I wanted to understand how a young woman with two young sons moves on from the hurt and pain of loss, a loss many of us will never experience, much less so early in life. Morning at Wellington Square is Susan’s honest and moving tale of finding her way through a maze of responsibilities and social interactions as a single, working mom.
Like a tapestry woven from rich and vibrant threads, Susan invites us along as she searches for identity beyond the roles of daughter, wife, mother, journalist. The book opens 11 years after John’s death, and John and Susan’s son’s are away at college.

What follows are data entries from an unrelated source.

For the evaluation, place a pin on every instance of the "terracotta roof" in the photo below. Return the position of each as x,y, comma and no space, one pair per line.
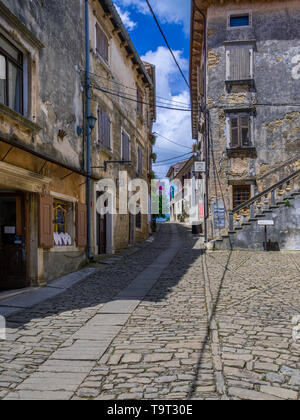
109,8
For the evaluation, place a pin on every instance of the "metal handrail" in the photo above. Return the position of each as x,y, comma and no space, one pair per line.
266,191
282,165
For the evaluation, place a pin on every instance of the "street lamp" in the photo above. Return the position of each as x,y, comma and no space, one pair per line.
91,121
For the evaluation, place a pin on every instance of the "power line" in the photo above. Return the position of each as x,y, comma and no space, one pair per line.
173,158
171,141
161,31
135,100
129,87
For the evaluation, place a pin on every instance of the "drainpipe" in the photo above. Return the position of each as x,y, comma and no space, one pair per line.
205,111
87,129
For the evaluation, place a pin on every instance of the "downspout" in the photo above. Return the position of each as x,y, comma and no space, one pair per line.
205,111
87,129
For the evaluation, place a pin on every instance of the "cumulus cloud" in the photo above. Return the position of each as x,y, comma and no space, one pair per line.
170,11
174,125
126,19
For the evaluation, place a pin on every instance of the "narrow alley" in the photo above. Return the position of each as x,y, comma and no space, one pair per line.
166,322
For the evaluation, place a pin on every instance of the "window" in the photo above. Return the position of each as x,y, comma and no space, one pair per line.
139,109
101,43
240,132
125,147
241,193
104,128
63,223
138,221
239,63
236,21
140,160
11,76
239,20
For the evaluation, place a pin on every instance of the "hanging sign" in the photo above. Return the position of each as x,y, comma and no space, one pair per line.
199,167
266,222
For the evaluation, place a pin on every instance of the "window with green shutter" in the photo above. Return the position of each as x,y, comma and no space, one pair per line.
240,132
104,128
101,43
239,63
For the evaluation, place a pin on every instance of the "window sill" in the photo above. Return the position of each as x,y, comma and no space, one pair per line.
101,61
103,149
248,82
70,248
18,118
242,152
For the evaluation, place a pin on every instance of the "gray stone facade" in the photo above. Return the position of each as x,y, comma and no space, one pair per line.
269,95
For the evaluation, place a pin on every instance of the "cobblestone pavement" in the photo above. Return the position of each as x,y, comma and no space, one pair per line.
214,326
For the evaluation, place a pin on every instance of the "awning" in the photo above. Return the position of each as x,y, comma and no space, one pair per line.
47,158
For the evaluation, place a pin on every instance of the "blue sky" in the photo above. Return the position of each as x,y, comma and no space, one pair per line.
174,17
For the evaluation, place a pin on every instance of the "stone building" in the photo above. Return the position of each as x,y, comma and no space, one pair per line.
177,174
123,98
42,176
43,160
245,93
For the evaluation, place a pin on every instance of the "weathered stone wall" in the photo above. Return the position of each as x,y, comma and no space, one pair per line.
275,36
286,230
59,26
119,76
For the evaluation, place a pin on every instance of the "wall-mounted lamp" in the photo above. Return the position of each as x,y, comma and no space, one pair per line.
91,122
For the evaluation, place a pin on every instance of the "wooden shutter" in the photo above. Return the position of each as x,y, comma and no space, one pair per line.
140,160
234,128
107,131
98,39
125,146
104,128
240,64
81,225
101,43
46,239
245,131
200,77
139,103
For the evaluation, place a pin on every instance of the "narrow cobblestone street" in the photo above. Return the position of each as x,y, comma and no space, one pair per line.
167,322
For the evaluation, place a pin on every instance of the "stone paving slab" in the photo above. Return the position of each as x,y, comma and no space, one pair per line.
26,300
208,327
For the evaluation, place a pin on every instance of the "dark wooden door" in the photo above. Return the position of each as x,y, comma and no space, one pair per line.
131,229
241,193
101,228
12,242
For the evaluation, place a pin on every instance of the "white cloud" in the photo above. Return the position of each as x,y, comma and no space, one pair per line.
125,17
171,11
175,125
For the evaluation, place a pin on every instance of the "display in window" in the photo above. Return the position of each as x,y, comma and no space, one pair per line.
62,221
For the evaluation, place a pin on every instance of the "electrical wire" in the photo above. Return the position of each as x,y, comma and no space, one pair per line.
135,96
173,158
135,100
165,39
134,89
171,141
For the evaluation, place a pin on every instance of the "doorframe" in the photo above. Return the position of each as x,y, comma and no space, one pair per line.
25,226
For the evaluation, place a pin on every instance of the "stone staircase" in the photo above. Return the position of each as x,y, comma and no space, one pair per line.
279,203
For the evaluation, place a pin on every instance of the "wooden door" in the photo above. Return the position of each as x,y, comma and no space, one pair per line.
101,229
131,229
12,242
241,193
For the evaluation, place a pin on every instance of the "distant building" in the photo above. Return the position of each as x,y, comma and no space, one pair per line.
245,94
180,171
43,132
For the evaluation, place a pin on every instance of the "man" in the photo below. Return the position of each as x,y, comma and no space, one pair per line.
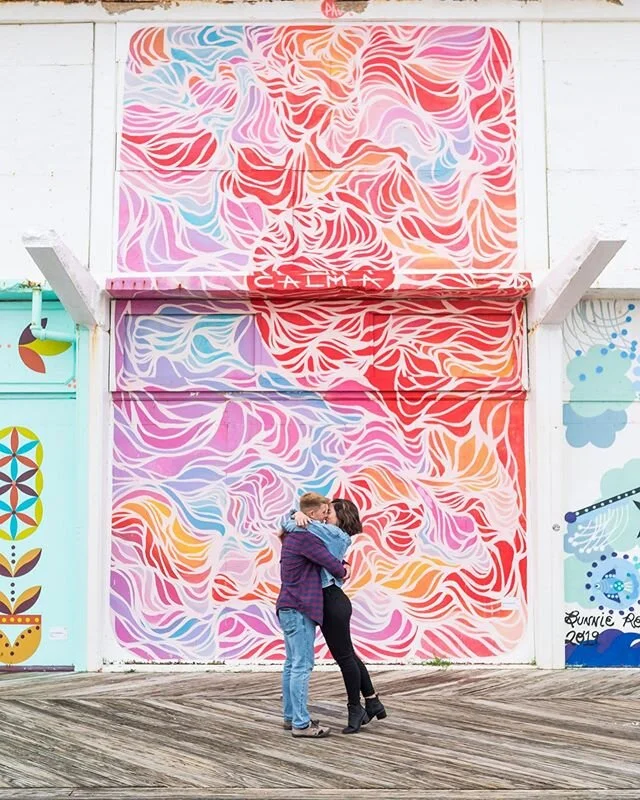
299,608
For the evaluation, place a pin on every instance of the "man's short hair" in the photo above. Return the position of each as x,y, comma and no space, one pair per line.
310,501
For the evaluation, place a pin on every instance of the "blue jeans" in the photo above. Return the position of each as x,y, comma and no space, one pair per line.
299,638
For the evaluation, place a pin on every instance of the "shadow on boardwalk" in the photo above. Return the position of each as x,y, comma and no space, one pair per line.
452,734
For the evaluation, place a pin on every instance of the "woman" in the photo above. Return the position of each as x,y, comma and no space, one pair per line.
343,522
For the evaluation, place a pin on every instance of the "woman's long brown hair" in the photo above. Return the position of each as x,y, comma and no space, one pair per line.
348,515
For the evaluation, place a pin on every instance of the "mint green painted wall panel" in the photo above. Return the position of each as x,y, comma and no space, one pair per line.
39,536
30,365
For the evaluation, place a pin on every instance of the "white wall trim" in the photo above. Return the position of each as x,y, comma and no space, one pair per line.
546,557
99,488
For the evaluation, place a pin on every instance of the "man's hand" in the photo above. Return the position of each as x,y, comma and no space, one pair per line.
301,520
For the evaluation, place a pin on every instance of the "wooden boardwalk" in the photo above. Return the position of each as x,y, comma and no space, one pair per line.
452,734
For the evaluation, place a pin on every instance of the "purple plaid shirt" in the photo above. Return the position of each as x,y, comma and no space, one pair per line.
302,556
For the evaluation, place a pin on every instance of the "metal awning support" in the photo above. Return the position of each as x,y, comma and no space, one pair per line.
78,291
548,306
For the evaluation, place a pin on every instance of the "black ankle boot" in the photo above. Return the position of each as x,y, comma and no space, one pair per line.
357,717
375,708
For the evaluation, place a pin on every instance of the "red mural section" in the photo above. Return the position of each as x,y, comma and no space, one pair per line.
317,291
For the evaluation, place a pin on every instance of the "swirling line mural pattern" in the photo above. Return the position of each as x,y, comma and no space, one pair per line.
362,152
602,556
226,410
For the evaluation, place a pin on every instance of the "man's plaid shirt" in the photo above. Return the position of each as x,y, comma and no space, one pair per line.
302,556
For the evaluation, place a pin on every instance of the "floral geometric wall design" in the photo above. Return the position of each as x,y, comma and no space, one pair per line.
32,350
358,151
226,410
602,553
20,516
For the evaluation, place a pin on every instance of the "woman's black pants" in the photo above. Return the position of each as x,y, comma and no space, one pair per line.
337,634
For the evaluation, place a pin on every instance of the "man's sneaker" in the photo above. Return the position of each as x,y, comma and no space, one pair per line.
314,730
288,726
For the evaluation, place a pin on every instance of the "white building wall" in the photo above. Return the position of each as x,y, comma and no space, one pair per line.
45,139
578,115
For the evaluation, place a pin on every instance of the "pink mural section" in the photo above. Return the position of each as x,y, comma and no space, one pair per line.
225,411
276,156
318,283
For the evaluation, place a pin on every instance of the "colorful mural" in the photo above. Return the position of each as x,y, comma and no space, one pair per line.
20,517
225,411
602,561
354,161
276,155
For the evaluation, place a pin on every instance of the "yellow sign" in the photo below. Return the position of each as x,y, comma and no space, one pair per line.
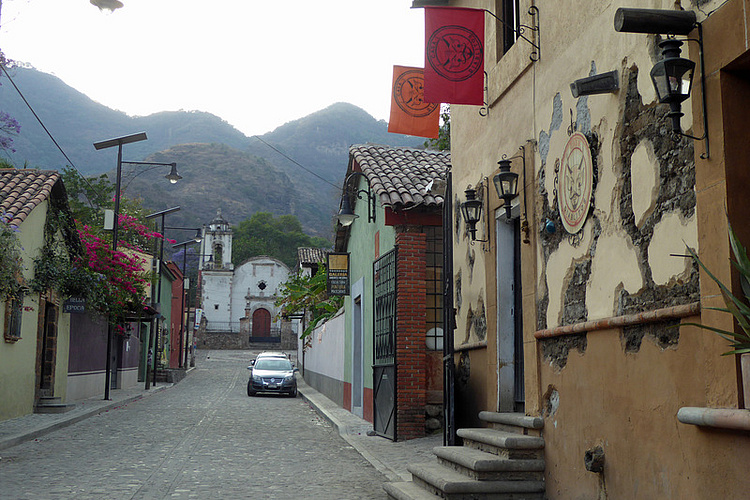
338,274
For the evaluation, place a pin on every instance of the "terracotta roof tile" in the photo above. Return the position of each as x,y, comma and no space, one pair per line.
22,190
399,176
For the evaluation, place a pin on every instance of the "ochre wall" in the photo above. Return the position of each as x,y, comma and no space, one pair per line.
618,388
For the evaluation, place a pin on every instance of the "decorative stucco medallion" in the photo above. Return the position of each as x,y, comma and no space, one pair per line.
575,183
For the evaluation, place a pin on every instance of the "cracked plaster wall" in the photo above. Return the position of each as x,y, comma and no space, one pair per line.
643,213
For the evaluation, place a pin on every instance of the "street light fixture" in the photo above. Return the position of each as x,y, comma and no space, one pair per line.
184,245
117,141
346,215
198,233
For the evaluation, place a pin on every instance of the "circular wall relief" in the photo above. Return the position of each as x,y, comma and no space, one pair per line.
575,183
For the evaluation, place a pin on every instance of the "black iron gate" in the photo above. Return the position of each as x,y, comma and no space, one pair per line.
449,368
384,358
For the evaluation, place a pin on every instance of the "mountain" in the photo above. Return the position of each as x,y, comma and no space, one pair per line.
323,139
221,167
77,122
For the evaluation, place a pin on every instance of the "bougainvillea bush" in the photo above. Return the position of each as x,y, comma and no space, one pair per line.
116,279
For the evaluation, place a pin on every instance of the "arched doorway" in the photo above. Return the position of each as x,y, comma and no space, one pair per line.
261,323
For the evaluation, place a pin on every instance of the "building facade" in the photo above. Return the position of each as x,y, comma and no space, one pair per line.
576,309
239,303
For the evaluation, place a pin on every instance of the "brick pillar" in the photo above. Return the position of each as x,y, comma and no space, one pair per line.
411,300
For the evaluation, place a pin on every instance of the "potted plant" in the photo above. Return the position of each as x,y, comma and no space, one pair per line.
739,341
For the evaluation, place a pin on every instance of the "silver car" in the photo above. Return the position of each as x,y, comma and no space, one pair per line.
272,374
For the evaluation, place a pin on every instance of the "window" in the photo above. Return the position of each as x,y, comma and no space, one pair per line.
507,29
434,320
13,310
218,256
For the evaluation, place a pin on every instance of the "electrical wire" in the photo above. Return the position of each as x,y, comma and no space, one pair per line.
70,162
298,164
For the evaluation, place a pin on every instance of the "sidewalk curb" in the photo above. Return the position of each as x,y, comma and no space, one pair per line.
318,402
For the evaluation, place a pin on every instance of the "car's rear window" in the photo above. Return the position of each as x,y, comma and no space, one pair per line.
273,364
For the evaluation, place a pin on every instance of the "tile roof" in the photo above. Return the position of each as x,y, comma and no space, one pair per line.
21,190
399,176
306,255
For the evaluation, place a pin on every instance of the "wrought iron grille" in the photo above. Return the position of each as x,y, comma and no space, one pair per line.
384,271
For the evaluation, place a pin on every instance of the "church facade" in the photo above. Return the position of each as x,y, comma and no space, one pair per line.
239,308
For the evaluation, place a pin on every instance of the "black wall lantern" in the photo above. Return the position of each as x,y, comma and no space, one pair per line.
673,78
346,215
673,75
506,184
471,209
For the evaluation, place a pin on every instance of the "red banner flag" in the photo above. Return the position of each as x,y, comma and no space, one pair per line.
454,55
409,113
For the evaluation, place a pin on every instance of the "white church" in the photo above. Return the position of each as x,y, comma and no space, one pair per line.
238,303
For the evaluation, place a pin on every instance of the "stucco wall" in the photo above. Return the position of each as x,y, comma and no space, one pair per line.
364,252
245,283
618,388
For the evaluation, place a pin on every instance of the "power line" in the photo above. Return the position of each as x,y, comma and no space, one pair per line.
28,105
298,164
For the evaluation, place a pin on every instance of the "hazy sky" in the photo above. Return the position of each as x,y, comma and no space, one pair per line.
256,64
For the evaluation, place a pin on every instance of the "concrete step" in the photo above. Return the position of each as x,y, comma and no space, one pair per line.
505,444
408,491
52,404
484,466
450,484
513,422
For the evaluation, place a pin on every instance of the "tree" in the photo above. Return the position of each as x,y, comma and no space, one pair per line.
262,234
309,294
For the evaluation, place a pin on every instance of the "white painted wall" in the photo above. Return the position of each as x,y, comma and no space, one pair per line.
246,279
326,353
216,295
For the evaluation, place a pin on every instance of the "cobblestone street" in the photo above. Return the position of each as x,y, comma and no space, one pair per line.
202,438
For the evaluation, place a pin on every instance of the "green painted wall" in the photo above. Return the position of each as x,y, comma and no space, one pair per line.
166,311
361,247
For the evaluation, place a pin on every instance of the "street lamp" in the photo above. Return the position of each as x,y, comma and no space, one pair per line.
198,234
346,215
117,141
184,245
173,177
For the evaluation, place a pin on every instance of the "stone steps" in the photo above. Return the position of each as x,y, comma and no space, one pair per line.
492,464
51,404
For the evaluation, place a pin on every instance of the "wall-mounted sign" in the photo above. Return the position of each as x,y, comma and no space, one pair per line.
75,305
338,274
575,183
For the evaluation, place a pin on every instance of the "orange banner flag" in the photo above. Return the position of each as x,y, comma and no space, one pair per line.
410,115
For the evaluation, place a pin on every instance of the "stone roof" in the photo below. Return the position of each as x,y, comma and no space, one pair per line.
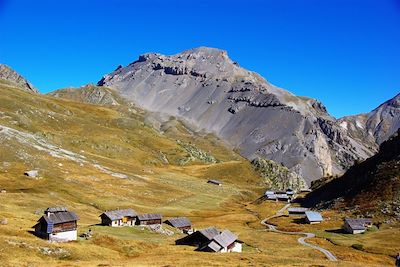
314,216
119,214
55,209
357,224
209,233
225,238
179,222
60,217
149,216
297,209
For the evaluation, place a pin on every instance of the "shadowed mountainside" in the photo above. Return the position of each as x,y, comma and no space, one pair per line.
369,187
205,88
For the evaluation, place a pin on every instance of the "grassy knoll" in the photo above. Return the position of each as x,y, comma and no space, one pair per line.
121,166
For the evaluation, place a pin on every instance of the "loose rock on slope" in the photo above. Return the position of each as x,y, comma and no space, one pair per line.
207,89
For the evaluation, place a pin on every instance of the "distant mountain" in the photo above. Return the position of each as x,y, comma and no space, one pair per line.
376,126
370,187
10,75
209,91
90,94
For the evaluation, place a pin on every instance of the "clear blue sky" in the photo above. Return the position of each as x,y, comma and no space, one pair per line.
345,53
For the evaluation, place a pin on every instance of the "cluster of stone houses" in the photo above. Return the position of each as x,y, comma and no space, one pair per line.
129,217
311,217
212,240
350,225
356,226
59,224
285,195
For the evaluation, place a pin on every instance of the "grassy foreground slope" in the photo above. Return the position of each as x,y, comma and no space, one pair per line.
91,158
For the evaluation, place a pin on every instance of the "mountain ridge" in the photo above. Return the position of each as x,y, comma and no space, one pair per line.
205,87
10,75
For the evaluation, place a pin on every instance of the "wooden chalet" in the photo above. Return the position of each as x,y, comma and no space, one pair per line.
149,219
356,226
211,240
283,197
297,211
222,243
115,218
181,223
215,182
199,238
313,217
57,224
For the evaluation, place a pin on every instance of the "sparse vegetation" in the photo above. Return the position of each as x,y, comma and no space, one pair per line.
277,176
100,135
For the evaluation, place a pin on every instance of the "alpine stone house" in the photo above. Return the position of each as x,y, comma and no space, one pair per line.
115,218
57,224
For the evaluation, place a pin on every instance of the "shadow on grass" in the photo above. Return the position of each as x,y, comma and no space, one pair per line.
299,220
336,231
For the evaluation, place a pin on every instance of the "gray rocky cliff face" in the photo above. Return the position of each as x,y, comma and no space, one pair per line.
8,74
205,88
376,126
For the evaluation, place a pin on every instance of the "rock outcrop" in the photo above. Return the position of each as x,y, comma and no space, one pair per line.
10,75
376,126
90,94
206,89
369,188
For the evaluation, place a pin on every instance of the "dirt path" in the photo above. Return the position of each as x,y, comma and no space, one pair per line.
329,255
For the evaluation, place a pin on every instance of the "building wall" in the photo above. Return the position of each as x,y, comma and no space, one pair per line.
63,227
148,222
64,236
237,247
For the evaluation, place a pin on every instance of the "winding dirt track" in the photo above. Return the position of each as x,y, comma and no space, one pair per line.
329,255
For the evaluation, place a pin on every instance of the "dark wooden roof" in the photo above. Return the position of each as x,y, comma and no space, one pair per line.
179,222
119,214
357,224
60,217
149,216
297,209
313,216
209,233
56,209
225,238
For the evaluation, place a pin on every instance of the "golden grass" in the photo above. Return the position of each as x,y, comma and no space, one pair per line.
102,136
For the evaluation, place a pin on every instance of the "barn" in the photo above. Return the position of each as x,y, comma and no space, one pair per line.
181,223
57,224
297,211
214,182
212,240
198,238
115,218
224,242
149,219
313,217
356,226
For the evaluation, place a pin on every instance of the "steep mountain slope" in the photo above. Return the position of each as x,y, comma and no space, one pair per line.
211,92
275,175
10,75
370,187
377,125
90,94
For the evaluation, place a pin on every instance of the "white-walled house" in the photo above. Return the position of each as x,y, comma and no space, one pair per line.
57,224
116,218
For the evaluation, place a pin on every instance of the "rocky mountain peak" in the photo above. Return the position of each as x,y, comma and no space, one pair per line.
10,75
209,91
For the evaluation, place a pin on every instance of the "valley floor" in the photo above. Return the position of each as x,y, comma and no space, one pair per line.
91,159
206,205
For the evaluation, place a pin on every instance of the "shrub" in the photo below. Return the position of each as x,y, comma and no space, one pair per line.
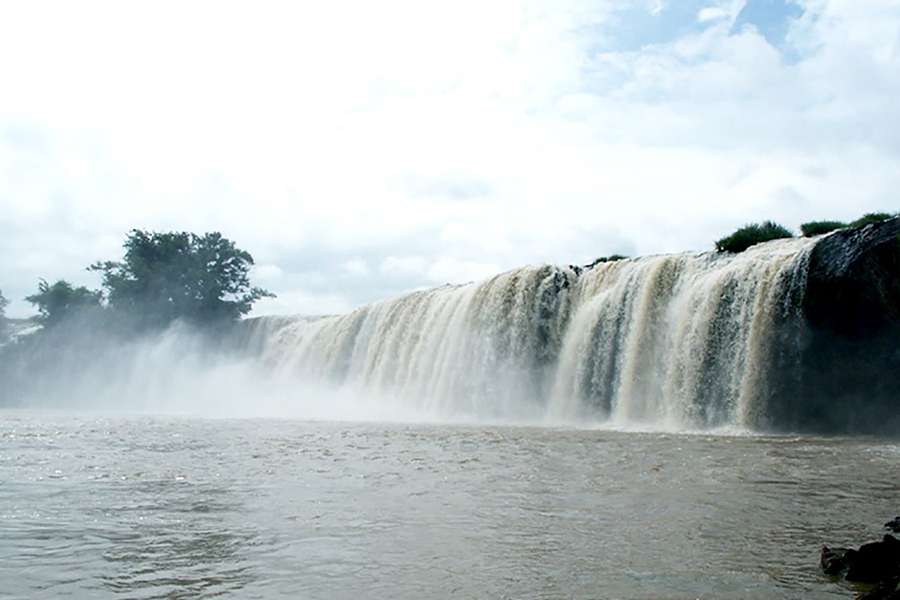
870,218
753,234
819,227
603,259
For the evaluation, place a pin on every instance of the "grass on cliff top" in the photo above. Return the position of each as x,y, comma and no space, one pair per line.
753,234
870,218
819,227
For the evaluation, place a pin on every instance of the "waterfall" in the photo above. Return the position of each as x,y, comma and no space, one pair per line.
683,341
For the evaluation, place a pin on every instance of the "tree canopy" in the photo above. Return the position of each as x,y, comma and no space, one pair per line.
179,275
60,301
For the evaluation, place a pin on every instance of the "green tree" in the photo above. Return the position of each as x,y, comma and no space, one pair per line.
179,275
60,301
753,234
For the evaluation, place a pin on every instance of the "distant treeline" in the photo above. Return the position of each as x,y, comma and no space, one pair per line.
201,281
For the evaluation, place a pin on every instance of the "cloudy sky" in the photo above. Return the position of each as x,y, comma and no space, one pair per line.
362,149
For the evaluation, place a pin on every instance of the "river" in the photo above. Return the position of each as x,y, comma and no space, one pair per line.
99,506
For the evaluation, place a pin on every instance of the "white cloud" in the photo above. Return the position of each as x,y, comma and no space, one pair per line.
427,142
712,13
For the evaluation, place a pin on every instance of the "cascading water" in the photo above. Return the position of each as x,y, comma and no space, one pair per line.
683,341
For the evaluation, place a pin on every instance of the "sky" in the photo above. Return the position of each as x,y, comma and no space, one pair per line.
360,150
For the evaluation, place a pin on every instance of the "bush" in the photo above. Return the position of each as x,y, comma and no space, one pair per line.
753,234
819,227
603,259
870,218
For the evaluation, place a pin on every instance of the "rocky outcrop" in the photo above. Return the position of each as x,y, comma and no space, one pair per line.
875,563
848,379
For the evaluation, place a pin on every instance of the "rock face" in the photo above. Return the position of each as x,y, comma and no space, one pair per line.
849,375
893,525
874,563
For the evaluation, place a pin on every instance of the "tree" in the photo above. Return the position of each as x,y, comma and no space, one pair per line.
180,275
750,235
61,301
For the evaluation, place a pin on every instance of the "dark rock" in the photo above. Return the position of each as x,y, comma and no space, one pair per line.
836,561
889,589
876,561
848,376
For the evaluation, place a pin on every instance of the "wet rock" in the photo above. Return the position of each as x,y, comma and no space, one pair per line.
847,379
836,561
888,589
871,563
893,525
875,561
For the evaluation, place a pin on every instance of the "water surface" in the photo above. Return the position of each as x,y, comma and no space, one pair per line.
177,507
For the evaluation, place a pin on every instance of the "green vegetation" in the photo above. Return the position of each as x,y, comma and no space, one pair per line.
163,277
819,227
610,258
62,301
870,218
753,234
168,276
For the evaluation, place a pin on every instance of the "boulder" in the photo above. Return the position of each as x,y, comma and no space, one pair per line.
871,563
893,525
888,589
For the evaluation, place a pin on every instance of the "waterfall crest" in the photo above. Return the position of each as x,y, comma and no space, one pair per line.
682,341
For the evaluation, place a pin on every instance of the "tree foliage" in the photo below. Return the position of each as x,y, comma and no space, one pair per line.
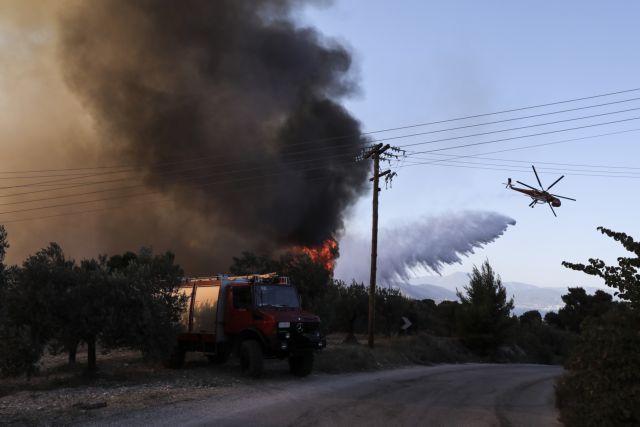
485,314
126,300
602,387
625,276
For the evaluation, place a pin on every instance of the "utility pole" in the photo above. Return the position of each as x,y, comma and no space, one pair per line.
374,154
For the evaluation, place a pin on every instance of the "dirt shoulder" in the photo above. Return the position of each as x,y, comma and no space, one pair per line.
61,394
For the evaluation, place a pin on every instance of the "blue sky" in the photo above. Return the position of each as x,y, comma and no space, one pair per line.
421,61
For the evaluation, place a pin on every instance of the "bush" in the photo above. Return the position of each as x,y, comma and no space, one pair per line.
602,387
484,316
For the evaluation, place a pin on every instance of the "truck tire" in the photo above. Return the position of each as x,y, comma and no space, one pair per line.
301,365
176,359
220,357
251,358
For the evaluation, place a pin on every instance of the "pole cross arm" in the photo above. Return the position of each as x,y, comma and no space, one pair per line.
387,172
374,150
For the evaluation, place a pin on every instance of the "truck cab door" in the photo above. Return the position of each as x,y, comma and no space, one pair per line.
239,313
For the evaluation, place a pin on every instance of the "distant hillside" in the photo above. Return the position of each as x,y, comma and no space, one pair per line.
526,296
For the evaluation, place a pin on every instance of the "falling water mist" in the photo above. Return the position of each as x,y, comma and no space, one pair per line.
429,243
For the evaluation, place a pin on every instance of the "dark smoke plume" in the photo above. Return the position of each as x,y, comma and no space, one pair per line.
234,83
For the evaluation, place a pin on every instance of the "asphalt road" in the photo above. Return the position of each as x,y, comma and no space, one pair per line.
444,395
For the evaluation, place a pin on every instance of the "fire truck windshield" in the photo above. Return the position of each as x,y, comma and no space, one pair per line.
276,296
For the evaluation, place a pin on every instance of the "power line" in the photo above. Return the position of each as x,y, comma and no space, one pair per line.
42,183
516,170
362,134
520,118
613,173
518,128
145,202
522,136
320,168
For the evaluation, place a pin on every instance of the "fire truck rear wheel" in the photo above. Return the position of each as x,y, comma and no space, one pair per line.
301,365
251,358
220,357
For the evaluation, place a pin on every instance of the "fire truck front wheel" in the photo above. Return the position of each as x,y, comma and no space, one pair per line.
251,358
301,365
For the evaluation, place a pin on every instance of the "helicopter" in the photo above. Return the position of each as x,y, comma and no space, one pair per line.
540,196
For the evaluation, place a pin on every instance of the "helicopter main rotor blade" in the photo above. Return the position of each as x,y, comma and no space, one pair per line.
554,183
527,185
562,197
537,177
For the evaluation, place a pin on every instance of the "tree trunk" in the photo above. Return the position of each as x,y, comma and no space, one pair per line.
91,354
72,348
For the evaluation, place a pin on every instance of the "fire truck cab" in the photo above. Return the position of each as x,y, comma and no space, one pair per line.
255,317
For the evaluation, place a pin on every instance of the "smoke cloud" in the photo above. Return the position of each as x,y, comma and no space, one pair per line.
228,108
431,243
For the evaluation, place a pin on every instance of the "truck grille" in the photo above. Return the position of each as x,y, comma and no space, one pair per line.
307,328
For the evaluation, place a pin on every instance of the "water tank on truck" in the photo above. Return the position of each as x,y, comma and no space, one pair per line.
255,317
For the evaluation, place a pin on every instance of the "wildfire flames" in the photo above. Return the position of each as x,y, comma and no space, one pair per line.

Living in their home alone, Susan is aware it is time to map out her journey into a new role.
However, as Susan’s writing shows us by using flashbacks and memories, lives continually build upon memories while anticipating the unknown waiting down the road.
For me, the search for community or, as others might describe it, relationship was the most meaningful and poignant part of Susan’s story.
Having been a single mother with a son in my 20s, the search for relationships, whether with the opposite sex or not, can be like walking through a mine field. After all, how do we ever know who another person really is? Is a relationship or community the source we seeking to heal our scars?
Following a testing of friendships and even a move to Arizona, Susan comes home and unexpectedly finds a way to share her gift of creative writing. One day while driving around she happens upon a bookstore called Wellington Square. And here she and others gave birth to the Women’s Writing Circle. These women, through Susan, have experienced a new life through writing and sharing their writing with others. And through Susan, her books and her blog, Susan shares her experiences as a journalist and writer with the rest of us.
I highly recommend Morning at Wellington Square to those working their way past grief and loss and to those who are looking for a way to heal from those painful emotions through writing. Susan is a gift to fellow memoirists and other writers.